Ketika di garis terdapat dua pemain yang berjajar dan kemungkinan offside-nya sedikit, ya kira-kira beberapa milimeter saja, maka itu akan dihitung onside. VAR tidak akan lagi menampilkan penarikan garis offside. Nanti penonton hanya akan disuguhkan hasilnya saja. Mudahnya, nanti bakalan seperti tayangan Euro 2020 kemarin.
Ketika di garis offside 2 pemain terlihat sejajar (yang offside-nya mungkin beberapa milimeter aja), maka situasi itu akan diputuskan menjadi ONSIDE.
Jadi, offside harus jelas banget situasinya. Tipis-tipis banget sampai kita nggak tau di mana offside-nya itu udah nggak berlaku. pic.twitter.com/gzwvUrjfcg
— The Flanker (@theflankerID) August 3, 2021
Perubahan Peraturan Hand Ball
Peraturan VAR Premier League di musim depan juga menyasar ke soal hand ball. Pertama, jika dalam situasi membangun serangan atau build-up, hand ball akan dihitung apabila secara langsung menciptakan peluang atau bahkan membuahkan gol. Namun bila itu bukan secara langsung menciptakan peluang atau dengan kata lain ada beberapa aksi sebelum akhirnya gol, maka tidak dihitung hand ball. Peraturan itu berbeda dengan sebelumnya.
So this ISNT a hand ball ?! #var #lcfc #leicester #leicestercity pic.twitter.com/4V6D779X0c
— Leicester Fan Tv (@LeicesterFanTV) February 22, 2020
Namun peraturan ini masih abu-abu alias bisa saja menghasilkan kontroversi. Apalagi wasit acap kali enggan mengesahkan hand ball apabila tangan pemain berada di posisi natural. Maksudnya, pemain tidak membesarkan bentuk tubuhnya dengan melebarkan tangan. Jika gerakan pemain dianggap “tidak wajar”, wasit bisa memutuskan itu hand ball.
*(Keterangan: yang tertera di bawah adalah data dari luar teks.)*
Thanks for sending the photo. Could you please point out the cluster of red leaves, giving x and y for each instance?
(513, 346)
Lain lagi andai pemain dalam posisi sulit, umpamanya ketika terjatuh. Kalau pemain menggerakkan tubuhnya, terutama tangan dengan sengaja atau dengan kata lain bukan akibat dari efek terjatuh, akan dinyatakan hand ball. Namun, hal itu masih belum pasti, karena semua balik lagi ke subjektivitas seorang pengadil di lapangan.
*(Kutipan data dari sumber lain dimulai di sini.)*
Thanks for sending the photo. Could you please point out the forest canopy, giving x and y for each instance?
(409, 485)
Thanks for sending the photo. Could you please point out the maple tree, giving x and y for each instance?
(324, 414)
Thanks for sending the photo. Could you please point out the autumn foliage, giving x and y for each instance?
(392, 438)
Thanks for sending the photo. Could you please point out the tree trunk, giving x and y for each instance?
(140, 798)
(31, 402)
Terlepas dari segala kontroversinya, VAR memang terbukti bisa membantu wasit untuk memutuskan perkara-perkara yang krusial, apalagi di laga-laga penting. Ajang Euro 2020 kemarin dianggap lebih baik ketimbang Premier League karena aturan VAR yang lebih fair. Lantas, apakah dengan berubahnya aturan VAR di Liga Inggris musim depan bakalan lebih fair?